RIYADH: Syrian Democratic ​Forces have withdrawn from positions east of Aleppo, according to SDF head Mazloum Abdi.
He announced Friday that SDF will withdraw from east ⁠of ‌Aleppo at ‍7 ‍AM ‍local time on Saturday and redeploy ​them to areas ⁠east of the Euphrates, citing calls from friendly countries and ‌mediators.
Hours earlier, a U.S. military designation had visited Deir Hafer and met with SDF officials in an apparent attempt to tamp down tensions.
The U.S. has good relations with both sides and has urged calm.

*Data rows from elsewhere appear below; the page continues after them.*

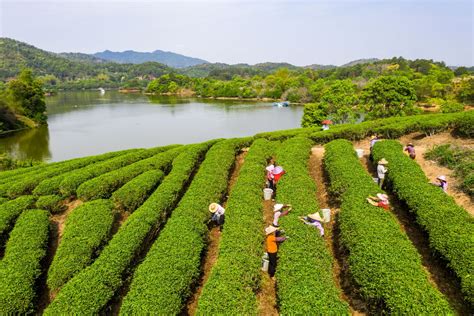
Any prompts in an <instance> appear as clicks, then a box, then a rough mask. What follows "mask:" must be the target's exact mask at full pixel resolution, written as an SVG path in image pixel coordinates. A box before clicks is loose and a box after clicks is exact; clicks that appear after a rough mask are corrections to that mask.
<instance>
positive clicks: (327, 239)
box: [309, 146, 368, 315]
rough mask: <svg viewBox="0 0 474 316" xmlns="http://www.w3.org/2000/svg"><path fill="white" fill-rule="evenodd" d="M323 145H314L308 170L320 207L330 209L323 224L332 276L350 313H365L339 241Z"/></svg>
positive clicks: (333, 200) (337, 208) (338, 227)
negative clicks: (330, 212)
mask: <svg viewBox="0 0 474 316" xmlns="http://www.w3.org/2000/svg"><path fill="white" fill-rule="evenodd" d="M323 157H324V147H322V146H315V147H313V148H312V150H311V156H310V159H309V172H310V175H311V177H312V178H313V179H314V181H315V183H316V186H317V198H318V201H319V207H320V208H330V209H331V221H330V222H329V223H326V224H324V229H325V235H324V239H325V241H326V246H327V247H328V249H329V250H330V252H331V254H332V256H333V257H334V258H335V260H334V261H333V269H332V270H333V278H334V283H335V284H336V286H337V287H338V288H339V289H341V299H342V300H344V301H345V302H347V303H348V304H349V308H350V310H351V314H352V315H365V314H366V313H367V311H368V307H367V305H366V303H365V302H364V301H363V300H362V299H361V298H360V297H359V296H358V295H357V290H356V288H355V286H354V285H353V281H352V279H351V277H350V275H349V272H348V271H349V266H348V263H347V261H348V258H347V255H348V254H347V253H346V252H345V251H344V249H343V248H342V247H341V245H340V242H339V236H340V230H339V226H338V222H337V218H338V213H339V210H340V209H339V205H338V204H337V203H336V200H335V199H331V197H330V195H329V193H328V191H327V186H328V184H327V183H328V182H327V179H326V172H325V170H324V165H323Z"/></svg>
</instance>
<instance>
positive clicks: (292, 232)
mask: <svg viewBox="0 0 474 316" xmlns="http://www.w3.org/2000/svg"><path fill="white" fill-rule="evenodd" d="M311 147H312V142H311V141H310V140H309V139H307V138H292V139H289V140H287V141H285V142H284V143H283V144H282V145H281V146H280V148H279V150H278V154H277V161H278V163H279V164H281V165H282V166H284V167H285V170H286V172H287V173H286V174H285V176H284V177H282V179H281V180H280V182H279V183H278V190H277V196H276V200H277V201H278V202H280V203H288V204H291V205H292V206H293V210H292V211H291V212H290V213H289V214H288V215H287V216H285V217H282V218H281V219H280V225H281V227H282V228H284V230H285V232H286V233H287V234H288V235H289V236H290V238H291V239H290V240H288V241H287V242H284V243H283V244H281V246H280V250H279V252H278V254H279V259H278V269H277V272H276V278H277V280H278V287H277V295H278V307H279V312H280V313H281V314H284V315H290V314H296V315H315V314H324V315H331V314H332V315H344V314H346V315H347V314H349V307H348V306H347V304H346V303H345V302H344V301H342V300H341V299H340V295H341V293H340V290H338V289H337V288H336V286H335V284H334V279H333V275H332V266H333V258H332V256H331V254H330V253H329V250H328V249H327V248H326V244H325V241H324V239H323V238H320V237H319V232H318V231H316V230H315V229H314V227H310V226H308V225H304V224H303V223H302V222H301V221H300V220H299V219H298V216H303V215H307V214H309V213H313V212H315V211H317V210H318V209H319V206H318V201H317V199H316V185H315V183H314V181H313V179H312V178H311V176H310V175H309V170H308V159H309V155H310V153H311Z"/></svg>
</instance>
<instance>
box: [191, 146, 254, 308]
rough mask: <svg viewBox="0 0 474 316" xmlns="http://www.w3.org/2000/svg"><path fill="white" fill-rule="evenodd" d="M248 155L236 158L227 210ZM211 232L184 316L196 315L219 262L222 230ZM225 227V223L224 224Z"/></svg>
mask: <svg viewBox="0 0 474 316" xmlns="http://www.w3.org/2000/svg"><path fill="white" fill-rule="evenodd" d="M246 155H247V151H242V152H241V153H239V154H238V155H237V156H236V158H235V164H234V168H233V170H232V173H231V176H230V178H229V182H228V184H227V194H226V197H225V198H224V201H223V202H222V206H223V207H224V208H226V206H227V199H228V198H229V194H230V192H231V190H232V188H233V186H234V184H235V182H236V181H237V178H238V177H239V173H240V169H241V168H242V165H243V163H244V160H245V156H246ZM209 225H210V226H209V227H210V230H209V233H208V236H207V238H208V241H207V242H208V244H207V248H206V252H205V253H204V254H203V257H202V261H201V277H200V279H199V282H198V284H197V285H196V288H195V290H194V295H193V296H192V297H191V298H190V299H189V301H188V303H187V304H186V311H185V312H184V314H186V315H195V314H196V310H197V307H198V302H199V298H200V297H201V293H202V289H203V288H204V284H206V282H207V280H208V279H209V276H210V275H211V270H212V267H214V265H215V264H216V262H217V258H218V256H219V243H220V240H221V229H220V228H219V226H215V225H214V224H213V223H210V224H209ZM224 227H225V223H224Z"/></svg>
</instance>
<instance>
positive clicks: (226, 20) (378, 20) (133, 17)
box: [0, 0, 474, 66]
mask: <svg viewBox="0 0 474 316" xmlns="http://www.w3.org/2000/svg"><path fill="white" fill-rule="evenodd" d="M473 11H474V0H468V1H465V0H464V1H458V0H450V1H449V0H446V1H436V0H432V1H395V0H390V1H384V0H379V1H356V0H353V1H348V0H346V1H329V0H328V1H309V0H308V1H297V0H296V1H269V0H267V1H256V0H255V1H225V0H222V1H217V0H214V1H212V0H211V1H190V0H188V1H159V0H158V1H157V0H154V1H152V0H142V1H131V0H129V1H112V0H95V1H91V0H75V1H71V0H61V1H41V0H38V1H24V0H0V36H2V37H10V38H14V39H17V40H20V41H24V42H27V43H29V44H32V45H34V46H36V47H39V48H41V49H44V50H48V51H53V52H64V51H67V52H71V51H73V52H84V53H94V52H97V51H103V50H105V49H109V50H114V51H122V50H128V49H131V50H137V51H153V50H155V49H161V50H165V51H173V52H177V53H180V54H185V55H188V56H193V57H198V58H203V59H206V60H208V61H211V62H225V63H239V62H243V63H250V64H254V63H258V62H265V61H274V62H280V61H285V62H289V63H292V64H295V65H308V64H335V65H340V64H344V63H346V62H348V61H351V60H354V59H359V58H370V57H377V58H386V57H393V56H404V57H406V58H410V59H415V58H432V59H435V60H443V61H445V62H446V63H447V64H449V65H467V66H472V65H473V64H474V48H473V46H474V43H473V42H474V39H473V37H474V21H473V15H474V13H473Z"/></svg>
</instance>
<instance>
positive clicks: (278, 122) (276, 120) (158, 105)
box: [0, 91, 303, 161]
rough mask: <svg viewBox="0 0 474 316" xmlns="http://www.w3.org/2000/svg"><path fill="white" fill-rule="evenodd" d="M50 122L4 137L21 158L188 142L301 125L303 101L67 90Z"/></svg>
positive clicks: (53, 109)
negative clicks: (239, 100)
mask: <svg viewBox="0 0 474 316" xmlns="http://www.w3.org/2000/svg"><path fill="white" fill-rule="evenodd" d="M46 101H47V106H48V117H49V119H48V126H44V127H41V128H37V129H32V130H27V131H22V132H18V133H15V134H12V135H9V136H8V137H3V138H0V151H1V152H5V151H6V152H8V153H10V154H11V155H12V156H15V157H16V158H20V159H27V158H32V159H36V160H45V161H58V160H64V159H69V158H74V157H82V156H88V155H95V154H100V153H104V152H108V151H114V150H120V149H127V148H136V147H143V148H146V147H153V146H161V145H167V144H175V143H179V144H189V143H196V142H201V141H205V140H208V139H212V138H220V137H226V138H227V137H241V136H251V135H254V134H256V133H259V132H265V131H273V130H280V129H288V128H295V127H299V125H300V121H301V116H302V114H303V107H300V106H291V107H288V108H277V107H274V106H272V105H271V103H254V102H251V103H250V102H242V101H208V100H201V99H184V98H173V97H159V98H156V97H147V96H144V95H139V94H133V95H132V94H121V93H118V92H116V91H107V92H106V93H105V94H104V95H102V96H101V95H100V94H99V92H97V91H81V92H63V93H59V94H58V95H57V96H53V97H48V98H47V99H46Z"/></svg>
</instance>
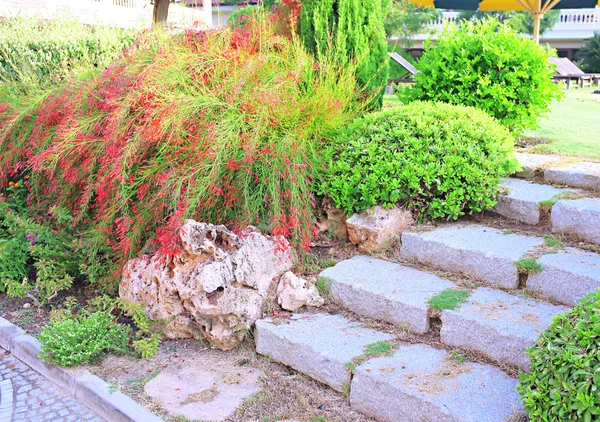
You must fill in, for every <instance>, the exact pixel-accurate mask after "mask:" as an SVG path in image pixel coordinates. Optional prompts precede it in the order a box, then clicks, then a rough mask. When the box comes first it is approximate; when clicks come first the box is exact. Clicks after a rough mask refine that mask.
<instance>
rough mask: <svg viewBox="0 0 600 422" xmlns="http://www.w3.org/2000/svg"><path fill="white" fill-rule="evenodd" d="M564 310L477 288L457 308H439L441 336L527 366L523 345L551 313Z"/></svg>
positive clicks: (532, 301) (525, 367)
mask: <svg viewBox="0 0 600 422" xmlns="http://www.w3.org/2000/svg"><path fill="white" fill-rule="evenodd" d="M567 310H568V308H566V307H564V306H555V305H551V304H549V303H547V302H541V301H536V300H533V299H522V298H519V297H517V296H513V295H510V294H508V293H505V292H502V291H499V290H495V289H489V288H479V289H476V290H475V291H473V292H472V293H471V296H469V298H468V300H467V301H466V302H465V303H463V304H462V305H460V306H459V307H458V308H457V309H455V310H444V311H442V329H441V333H440V335H441V340H442V342H443V343H445V344H447V345H448V346H452V347H461V348H463V349H470V350H475V351H478V352H481V353H483V354H485V355H487V356H489V357H491V358H493V359H496V360H497V361H500V362H503V363H507V364H510V365H516V366H518V367H519V368H521V369H523V370H527V369H528V368H529V359H528V358H527V356H526V354H525V349H527V347H529V346H532V345H533V344H534V343H535V341H536V340H537V339H538V337H539V336H540V334H542V332H544V330H545V329H546V328H547V327H548V325H550V323H551V322H552V318H553V317H554V316H556V315H559V314H561V313H563V312H566V311H567Z"/></svg>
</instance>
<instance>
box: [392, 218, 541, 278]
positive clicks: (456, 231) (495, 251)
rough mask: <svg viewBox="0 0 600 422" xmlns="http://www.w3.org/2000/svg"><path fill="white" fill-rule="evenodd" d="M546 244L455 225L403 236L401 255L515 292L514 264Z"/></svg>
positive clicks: (477, 229)
mask: <svg viewBox="0 0 600 422" xmlns="http://www.w3.org/2000/svg"><path fill="white" fill-rule="evenodd" d="M543 243H544V239H542V238H539V237H533V236H523V235H520V234H514V233H504V232H502V231H501V230H498V229H494V228H491V227H485V226H481V225H477V224H453V225H448V226H444V227H440V228H437V229H435V230H432V231H428V232H404V233H402V248H401V249H400V255H401V257H402V258H404V259H408V260H414V261H417V262H421V263H423V264H427V265H432V266H434V267H437V268H440V269H442V270H445V271H451V272H454V273H461V274H465V275H467V276H470V277H474V278H477V279H480V280H483V281H486V282H488V283H491V284H493V285H496V286H500V287H504V288H508V289H514V288H517V287H518V285H519V271H518V268H517V265H516V264H515V262H517V261H518V260H519V259H521V258H523V256H524V255H525V254H527V252H529V251H531V250H533V249H534V248H535V247H536V246H539V245H542V244H543Z"/></svg>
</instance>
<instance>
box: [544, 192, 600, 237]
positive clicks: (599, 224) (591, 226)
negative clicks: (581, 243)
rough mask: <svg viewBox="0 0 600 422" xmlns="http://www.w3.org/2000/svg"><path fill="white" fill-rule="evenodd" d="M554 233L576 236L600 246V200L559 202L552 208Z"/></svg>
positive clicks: (552, 217) (584, 200) (552, 214)
mask: <svg viewBox="0 0 600 422" xmlns="http://www.w3.org/2000/svg"><path fill="white" fill-rule="evenodd" d="M551 221H552V231H553V232H555V233H568V234H574V235H576V236H578V237H580V238H581V239H583V240H585V241H587V242H592V243H598V244H600V199H598V198H584V199H574V200H570V201H558V202H557V203H556V204H554V206H553V207H552V214H551Z"/></svg>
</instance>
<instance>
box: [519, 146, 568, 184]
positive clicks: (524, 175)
mask: <svg viewBox="0 0 600 422" xmlns="http://www.w3.org/2000/svg"><path fill="white" fill-rule="evenodd" d="M515 158H516V159H517V160H518V161H519V163H520V164H521V167H522V170H521V171H520V172H518V173H515V177H520V178H523V179H533V178H535V177H536V176H542V177H543V173H544V167H549V166H551V165H552V164H553V163H554V164H556V163H558V162H559V161H561V160H562V158H561V157H560V156H558V155H542V154H527V153H523V152H515Z"/></svg>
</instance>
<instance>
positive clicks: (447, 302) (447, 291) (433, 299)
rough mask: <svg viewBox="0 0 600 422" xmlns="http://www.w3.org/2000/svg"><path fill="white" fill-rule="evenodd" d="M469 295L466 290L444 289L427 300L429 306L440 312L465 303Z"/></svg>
mask: <svg viewBox="0 0 600 422" xmlns="http://www.w3.org/2000/svg"><path fill="white" fill-rule="evenodd" d="M470 294H471V293H470V292H469V291H468V290H458V289H446V290H444V291H442V292H440V293H438V294H437V295H435V296H434V297H432V298H431V299H429V306H431V307H432V308H435V309H439V310H440V311H441V310H443V309H454V308H456V307H457V306H458V305H460V304H461V303H463V302H464V301H466V300H467V298H468V297H469V295H470Z"/></svg>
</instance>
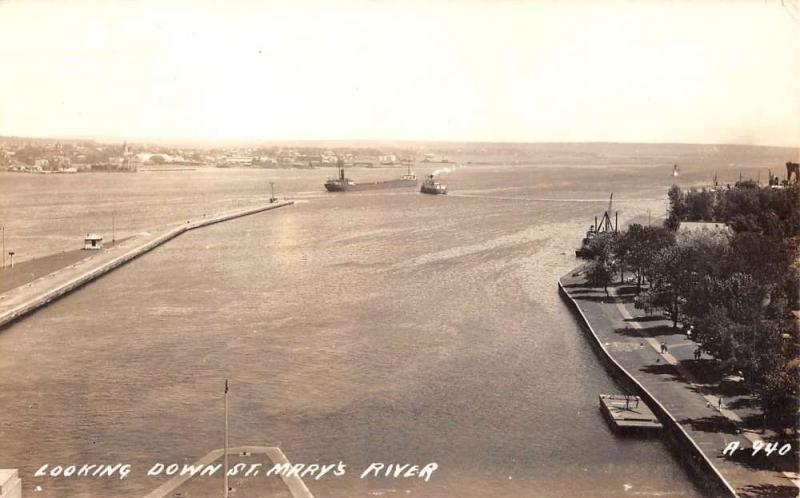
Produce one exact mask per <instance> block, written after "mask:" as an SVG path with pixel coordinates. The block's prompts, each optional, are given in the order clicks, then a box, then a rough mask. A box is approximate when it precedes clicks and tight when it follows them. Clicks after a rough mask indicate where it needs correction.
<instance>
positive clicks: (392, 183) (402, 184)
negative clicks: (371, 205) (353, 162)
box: [325, 180, 417, 192]
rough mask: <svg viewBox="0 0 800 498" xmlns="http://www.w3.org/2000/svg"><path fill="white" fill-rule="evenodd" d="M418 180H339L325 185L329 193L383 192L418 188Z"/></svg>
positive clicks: (325, 187) (327, 182) (331, 182)
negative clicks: (398, 188)
mask: <svg viewBox="0 0 800 498" xmlns="http://www.w3.org/2000/svg"><path fill="white" fill-rule="evenodd" d="M416 186H417V181H416V180H388V181H385V182H372V183H355V182H341V181H338V180H335V181H330V182H326V183H325V189H326V190H327V191H328V192H359V191H362V190H382V189H389V188H408V187H416Z"/></svg>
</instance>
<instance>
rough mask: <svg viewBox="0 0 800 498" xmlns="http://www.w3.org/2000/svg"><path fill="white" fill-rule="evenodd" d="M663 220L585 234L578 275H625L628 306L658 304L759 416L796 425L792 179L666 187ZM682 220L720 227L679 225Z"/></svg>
mask: <svg viewBox="0 0 800 498" xmlns="http://www.w3.org/2000/svg"><path fill="white" fill-rule="evenodd" d="M669 200H670V212H669V217H668V219H667V220H666V221H665V223H664V226H663V227H660V226H642V225H638V224H633V225H631V226H629V227H628V229H627V230H626V231H623V232H619V233H610V232H609V233H601V234H598V235H597V236H596V237H595V238H594V239H592V240H591V241H590V250H591V253H592V254H593V258H592V261H591V262H590V263H589V265H588V267H587V276H588V278H589V280H590V282H591V283H592V284H594V285H598V286H602V287H605V288H606V291H607V289H608V285H610V284H611V283H612V282H613V281H614V280H615V279H616V278H618V277H619V278H620V279H622V280H624V277H625V274H626V273H627V274H628V275H629V276H632V277H633V278H634V279H635V281H636V293H637V296H636V306H637V307H641V308H645V309H646V310H647V311H648V312H654V311H658V312H662V313H664V314H665V315H666V316H667V317H669V319H671V320H672V322H673V326H675V327H677V326H678V325H679V324H680V325H682V326H683V328H684V330H692V331H693V333H692V337H691V338H692V339H693V340H695V341H697V342H698V344H699V347H701V348H702V350H704V351H706V352H707V353H709V354H711V355H713V356H714V357H715V358H716V360H717V361H716V363H717V366H718V367H719V369H720V370H721V372H722V373H725V374H737V375H741V376H742V377H743V378H744V380H745V384H746V386H747V387H748V388H749V389H750V390H751V392H752V394H754V395H755V397H756V399H757V400H758V401H759V403H760V405H761V407H762V409H763V411H764V413H765V415H766V420H767V422H768V423H770V424H771V425H773V426H775V427H783V428H786V427H791V428H794V429H796V427H797V416H798V408H799V407H800V406H799V403H798V394H800V393H799V392H798V391H799V390H800V389H799V388H800V375H799V372H800V342H799V341H798V324H797V318H796V316H795V315H794V314H793V313H792V310H797V309H798V308H800V302H799V301H800V264H798V261H799V259H798V258H799V257H800V250H798V248H799V247H800V187H799V186H798V185H791V186H788V187H786V188H770V187H760V186H759V185H757V184H756V183H754V182H741V183H739V184H737V186H736V187H735V188H731V189H714V190H711V189H709V190H705V189H704V190H695V189H690V190H689V191H682V190H681V189H680V188H679V187H677V186H673V187H672V188H671V189H670V191H669ZM682 221H715V222H718V223H725V224H726V225H727V228H726V229H703V230H699V231H697V230H695V231H688V230H680V224H681V222H682Z"/></svg>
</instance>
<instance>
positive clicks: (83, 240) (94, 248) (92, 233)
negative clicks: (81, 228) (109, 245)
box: [83, 233, 103, 251]
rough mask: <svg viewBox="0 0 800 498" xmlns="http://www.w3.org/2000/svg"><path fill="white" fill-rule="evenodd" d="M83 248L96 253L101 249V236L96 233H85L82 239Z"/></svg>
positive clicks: (86, 249) (101, 238)
mask: <svg viewBox="0 0 800 498" xmlns="http://www.w3.org/2000/svg"><path fill="white" fill-rule="evenodd" d="M83 248H84V249H86V250H90V251H96V250H99V249H102V248H103V236H102V235H98V234H96V233H87V234H86V237H84V239H83Z"/></svg>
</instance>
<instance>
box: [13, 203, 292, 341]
mask: <svg viewBox="0 0 800 498" xmlns="http://www.w3.org/2000/svg"><path fill="white" fill-rule="evenodd" d="M293 203H294V202H293V201H288V202H278V203H274V204H267V205H262V206H256V207H251V208H247V209H240V210H237V211H231V212H228V213H223V214H219V215H214V216H207V217H206V216H204V217H202V218H200V219H198V220H187V221H186V222H185V223H183V224H180V225H176V226H175V227H173V228H171V229H168V230H166V231H164V232H159V233H156V234H150V233H144V234H140V235H138V236H136V237H133V238H131V239H128V240H126V241H124V242H122V243H119V244H117V245H116V246H114V247H112V248H110V249H108V250H103V251H98V254H96V255H95V256H93V257H87V258H85V259H82V260H80V261H78V262H76V263H74V264H71V265H70V266H67V267H65V268H62V269H60V270H58V271H55V272H53V273H50V274H48V275H46V276H44V277H41V278H38V279H36V280H34V281H32V282H29V283H27V284H25V285H22V286H20V287H17V288H14V289H12V290H10V291H8V292H4V293H2V294H0V328H2V327H4V326H6V325H8V324H9V323H11V322H13V321H14V320H16V319H18V318H20V317H21V316H23V315H26V314H28V313H30V312H31V311H34V310H36V309H38V308H40V307H41V306H44V305H46V304H47V303H49V302H51V301H53V300H55V299H58V298H60V297H61V296H63V295H65V294H67V293H69V292H72V291H73V290H75V289H77V288H79V287H81V286H82V285H85V284H87V283H88V282H91V281H92V280H95V279H97V278H99V277H100V276H102V275H105V274H106V273H108V272H110V271H112V270H114V269H115V268H118V267H119V266H122V265H124V264H125V263H127V262H129V261H131V260H132V259H135V258H137V257H139V256H141V255H142V254H145V253H147V252H148V251H150V250H152V249H154V248H156V247H158V246H159V245H161V244H163V243H165V242H167V241H169V240H172V239H173V238H175V237H177V236H179V235H181V234H182V233H184V232H186V231H189V230H193V229H196V228H201V227H205V226H208V225H213V224H215V223H221V222H223V221H227V220H232V219H234V218H240V217H242V216H248V215H251V214H255V213H260V212H262V211H268V210H271V209H276V208H279V207H283V206H289V205H291V204H293Z"/></svg>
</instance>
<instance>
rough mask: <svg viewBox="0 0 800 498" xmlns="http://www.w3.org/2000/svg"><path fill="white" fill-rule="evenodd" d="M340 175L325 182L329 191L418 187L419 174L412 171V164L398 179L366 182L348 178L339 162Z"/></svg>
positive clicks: (340, 164) (328, 179)
mask: <svg viewBox="0 0 800 498" xmlns="http://www.w3.org/2000/svg"><path fill="white" fill-rule="evenodd" d="M338 169H339V177H338V178H329V179H328V181H326V182H325V189H326V190H327V191H328V192H357V191H360V190H380V189H386V188H404V187H416V186H417V175H415V174H414V173H412V172H411V166H409V167H408V173H406V174H405V175H403V176H401V177H400V178H398V179H396V180H386V181H382V182H366V183H359V182H354V181H353V180H351V179H349V178H347V177H346V176H345V175H344V167H343V165H342V164H341V163H339V164H338Z"/></svg>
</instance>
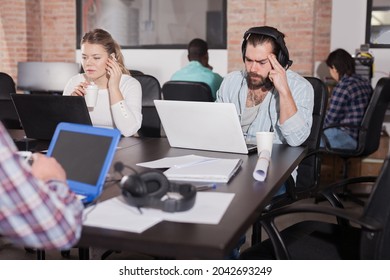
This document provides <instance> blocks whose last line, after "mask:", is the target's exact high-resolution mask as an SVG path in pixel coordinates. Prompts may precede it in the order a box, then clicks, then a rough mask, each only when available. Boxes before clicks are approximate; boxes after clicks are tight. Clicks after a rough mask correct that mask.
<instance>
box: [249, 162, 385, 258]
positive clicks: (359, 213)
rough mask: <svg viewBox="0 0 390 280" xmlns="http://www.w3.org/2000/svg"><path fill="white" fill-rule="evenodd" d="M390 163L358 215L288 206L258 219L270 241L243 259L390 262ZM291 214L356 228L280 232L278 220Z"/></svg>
mask: <svg viewBox="0 0 390 280" xmlns="http://www.w3.org/2000/svg"><path fill="white" fill-rule="evenodd" d="M389 185H390V163H389V158H387V159H386V160H385V162H384V165H383V167H382V170H381V172H380V175H379V176H378V178H377V181H376V182H375V185H374V187H373V191H372V192H371V195H370V198H369V200H368V202H367V204H366V206H365V208H364V210H363V213H362V214H360V213H358V212H356V210H355V211H353V210H346V209H340V208H335V207H332V206H329V207H328V206H321V205H315V204H309V205H302V204H301V205H299V204H293V205H288V206H285V207H282V208H279V209H275V210H273V211H271V212H269V213H267V214H265V215H263V216H262V217H261V224H262V226H263V227H264V229H265V230H266V231H267V233H268V234H269V236H270V238H269V239H267V240H265V241H263V242H262V243H259V244H257V245H255V246H253V247H252V248H250V249H248V250H246V251H244V252H243V253H242V254H241V258H242V259H275V258H276V259H304V260H315V259H386V260H388V259H390V219H389V217H390V203H389V201H390V188H389ZM291 213H321V214H325V215H330V216H333V217H339V218H342V219H346V220H349V221H351V222H353V223H354V224H355V225H357V226H351V225H340V224H334V223H327V222H321V221H318V220H312V221H307V220H306V221H302V222H298V223H296V224H293V225H291V226H289V227H287V228H286V229H284V230H282V231H281V232H279V231H278V229H277V227H276V226H275V224H274V220H275V218H277V217H280V216H284V215H288V214H291Z"/></svg>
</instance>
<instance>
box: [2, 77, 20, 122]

A spokesperson for the U.S. military did not immediately respond to a request for comment.
Shortly before Abdi’s announcement, interim President Ahmad al-Sharaa had announced issuance of a decree strengthening Kurdish rights.
A wave of displacement
Earlier in the day, hundreds of people carrying their belongings arrived in government-held areas in northern Syria ahead of the anticipated offensive by Syrian troops on territory held by Kurdish-led fighters.
Many of the civilians who fled were seen using side roads to reach government-held areas because the main highway was blocked at a checkpoint in the town of Deir Hafer controlled by the SDF.
The Syrian army said late Wednesday that civilians would be able to evacuate through the “humanitarian corridor” from 9 a.m. to 5 p.m. Thursday and then extended the evacuation period another day, saying the SDF had stopped civilians from leaving.
There had been limited exchanges of fire between the two sides in the area before that.
Men, women and children arrived on the government side of the line in cars and pickup trucks that were packed with bags of clothes, mattresses and other belongings. They were met by local officials who directed them to shelters.